Mary lived on the next mooring to Nemo in an old Short Sunderland flying boat, an ex-civilian version that she had bought from a bankrupt theme restaurant in Scotland, dismantled and shipped to the lake on the back of two flatbed trucks. She spent her spare time converting the inside to a comfortable home and had recently managed to get the number-three engine started, the only one still in position. Madeleine and the children had come down for a barbecue that day and cheered as the old radial burst into life, belching clouds of black smoke, frightening a flock of geese and straining the old airplane at its moorings until Mary feathered the prop.

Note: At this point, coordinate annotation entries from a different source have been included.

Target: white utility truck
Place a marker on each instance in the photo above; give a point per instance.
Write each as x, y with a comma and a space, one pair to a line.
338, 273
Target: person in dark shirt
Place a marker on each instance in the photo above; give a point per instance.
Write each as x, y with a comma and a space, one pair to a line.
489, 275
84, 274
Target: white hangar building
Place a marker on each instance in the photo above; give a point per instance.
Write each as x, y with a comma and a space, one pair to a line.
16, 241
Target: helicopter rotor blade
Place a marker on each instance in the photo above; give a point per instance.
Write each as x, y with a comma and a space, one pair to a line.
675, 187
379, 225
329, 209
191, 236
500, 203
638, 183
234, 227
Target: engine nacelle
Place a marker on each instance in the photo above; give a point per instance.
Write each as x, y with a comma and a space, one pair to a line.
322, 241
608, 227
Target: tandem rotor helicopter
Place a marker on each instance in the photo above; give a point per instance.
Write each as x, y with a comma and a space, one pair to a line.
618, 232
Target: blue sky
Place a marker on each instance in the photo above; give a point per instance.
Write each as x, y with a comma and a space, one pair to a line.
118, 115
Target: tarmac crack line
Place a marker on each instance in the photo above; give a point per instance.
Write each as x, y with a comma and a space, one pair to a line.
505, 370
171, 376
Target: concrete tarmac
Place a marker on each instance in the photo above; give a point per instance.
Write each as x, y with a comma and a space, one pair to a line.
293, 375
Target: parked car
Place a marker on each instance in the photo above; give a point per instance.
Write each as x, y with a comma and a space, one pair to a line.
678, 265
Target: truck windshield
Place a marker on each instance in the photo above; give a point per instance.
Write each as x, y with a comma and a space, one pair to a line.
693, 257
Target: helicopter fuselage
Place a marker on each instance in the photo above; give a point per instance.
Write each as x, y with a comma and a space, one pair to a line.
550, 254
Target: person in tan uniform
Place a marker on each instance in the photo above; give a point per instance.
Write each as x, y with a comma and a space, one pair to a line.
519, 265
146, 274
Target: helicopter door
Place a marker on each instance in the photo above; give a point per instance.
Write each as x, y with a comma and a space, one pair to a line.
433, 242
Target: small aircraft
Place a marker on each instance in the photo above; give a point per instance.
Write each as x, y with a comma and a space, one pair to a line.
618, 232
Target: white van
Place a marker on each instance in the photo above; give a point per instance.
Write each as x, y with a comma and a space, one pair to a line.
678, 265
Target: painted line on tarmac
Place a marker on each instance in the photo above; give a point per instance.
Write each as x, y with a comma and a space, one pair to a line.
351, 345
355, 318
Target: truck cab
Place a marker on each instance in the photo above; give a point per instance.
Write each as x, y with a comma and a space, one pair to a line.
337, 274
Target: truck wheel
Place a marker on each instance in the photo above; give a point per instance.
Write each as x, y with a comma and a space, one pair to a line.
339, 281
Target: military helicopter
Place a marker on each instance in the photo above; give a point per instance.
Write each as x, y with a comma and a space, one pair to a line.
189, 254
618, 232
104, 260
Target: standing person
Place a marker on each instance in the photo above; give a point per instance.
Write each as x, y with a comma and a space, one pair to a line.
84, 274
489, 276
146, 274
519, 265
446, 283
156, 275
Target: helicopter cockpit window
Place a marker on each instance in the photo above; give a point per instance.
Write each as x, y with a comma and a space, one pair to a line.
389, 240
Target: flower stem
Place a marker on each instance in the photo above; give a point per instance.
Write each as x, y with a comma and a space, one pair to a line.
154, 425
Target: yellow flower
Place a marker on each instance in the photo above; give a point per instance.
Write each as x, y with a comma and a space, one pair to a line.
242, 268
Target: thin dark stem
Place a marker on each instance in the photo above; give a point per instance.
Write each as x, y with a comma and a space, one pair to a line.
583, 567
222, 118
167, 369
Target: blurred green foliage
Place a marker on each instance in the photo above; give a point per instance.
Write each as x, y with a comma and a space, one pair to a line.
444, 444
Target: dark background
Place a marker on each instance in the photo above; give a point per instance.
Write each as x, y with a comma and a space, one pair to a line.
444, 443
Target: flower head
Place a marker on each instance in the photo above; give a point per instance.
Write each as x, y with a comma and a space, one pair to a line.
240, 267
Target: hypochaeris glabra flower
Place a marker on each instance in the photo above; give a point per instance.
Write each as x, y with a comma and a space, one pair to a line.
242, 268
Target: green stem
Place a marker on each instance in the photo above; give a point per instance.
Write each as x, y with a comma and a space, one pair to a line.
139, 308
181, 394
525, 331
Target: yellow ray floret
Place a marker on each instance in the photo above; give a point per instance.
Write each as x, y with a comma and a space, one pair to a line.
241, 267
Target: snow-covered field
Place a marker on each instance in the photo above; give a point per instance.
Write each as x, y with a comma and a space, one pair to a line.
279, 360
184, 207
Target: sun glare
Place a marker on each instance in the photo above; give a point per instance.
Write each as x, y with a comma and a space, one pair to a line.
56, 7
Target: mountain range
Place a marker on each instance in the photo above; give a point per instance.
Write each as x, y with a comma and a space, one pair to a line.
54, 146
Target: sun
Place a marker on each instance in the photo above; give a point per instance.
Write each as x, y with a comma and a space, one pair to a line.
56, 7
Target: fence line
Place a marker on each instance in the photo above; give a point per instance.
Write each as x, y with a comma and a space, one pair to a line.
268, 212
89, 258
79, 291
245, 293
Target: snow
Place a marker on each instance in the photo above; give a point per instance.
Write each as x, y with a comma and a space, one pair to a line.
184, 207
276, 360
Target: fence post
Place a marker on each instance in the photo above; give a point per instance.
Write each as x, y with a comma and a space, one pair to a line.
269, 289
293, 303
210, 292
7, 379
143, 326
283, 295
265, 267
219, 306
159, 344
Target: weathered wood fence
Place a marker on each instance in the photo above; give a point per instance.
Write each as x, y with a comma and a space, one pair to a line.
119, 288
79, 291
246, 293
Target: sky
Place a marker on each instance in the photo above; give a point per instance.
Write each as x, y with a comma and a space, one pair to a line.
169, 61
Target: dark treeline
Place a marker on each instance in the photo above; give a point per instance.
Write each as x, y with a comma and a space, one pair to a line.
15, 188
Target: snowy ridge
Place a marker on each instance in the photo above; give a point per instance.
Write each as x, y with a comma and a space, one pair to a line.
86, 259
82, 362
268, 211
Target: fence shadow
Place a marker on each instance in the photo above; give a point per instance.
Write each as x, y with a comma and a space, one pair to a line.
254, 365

“Anyone home?” shouted Jack through the open door.

“I’m on the flight deck!” said a voice that echoed down through the flying boat.

Jack stepped inside the hull and picked his way over the heaps of building materials and rolls of insulation that were piled up inside the cavernous hull. She had as yet converted only the prow. Jack climbed the spiral staircase to the navigator’s office that Mary used as a kitchen.

“There’s some coffee on the stove!” she called out. He helped himself and joined her on the flight deck, a large room roofed in sun-clouded Plexiglas. Mary was sitting in the left-hand seat with her feet up on the remains of the instrument panel.

“Good morning,” said Jack. “How’s the acting head of the NCD?”

“She’s fine,” replied Mary with a smile. “How’s the NCD’s unofficial full-time consultant?”

“He’s all right.”

Jack sat down on the copilot’s seat and balanced his mug on the throttle quadrant. They were at least twelve feet above the water level and were afforded a good view of the lake. To the left of them they could see Captain Nemo hanging up his socks on a makeshift washing line strung between the conning tower and tail of his rusty craft, and to their right was the lake, a full mile of open water, the glassy surface interrupted only by the marker buoys for the dinghy racing. It was quiet and peaceful, and Jack could see why people would forgo the luxuries of land-based dwelling for a life on the water.

“Beautiful, isn’t it?” murmured Mary. “I wouldn’t live anywhere else for all the money there is.”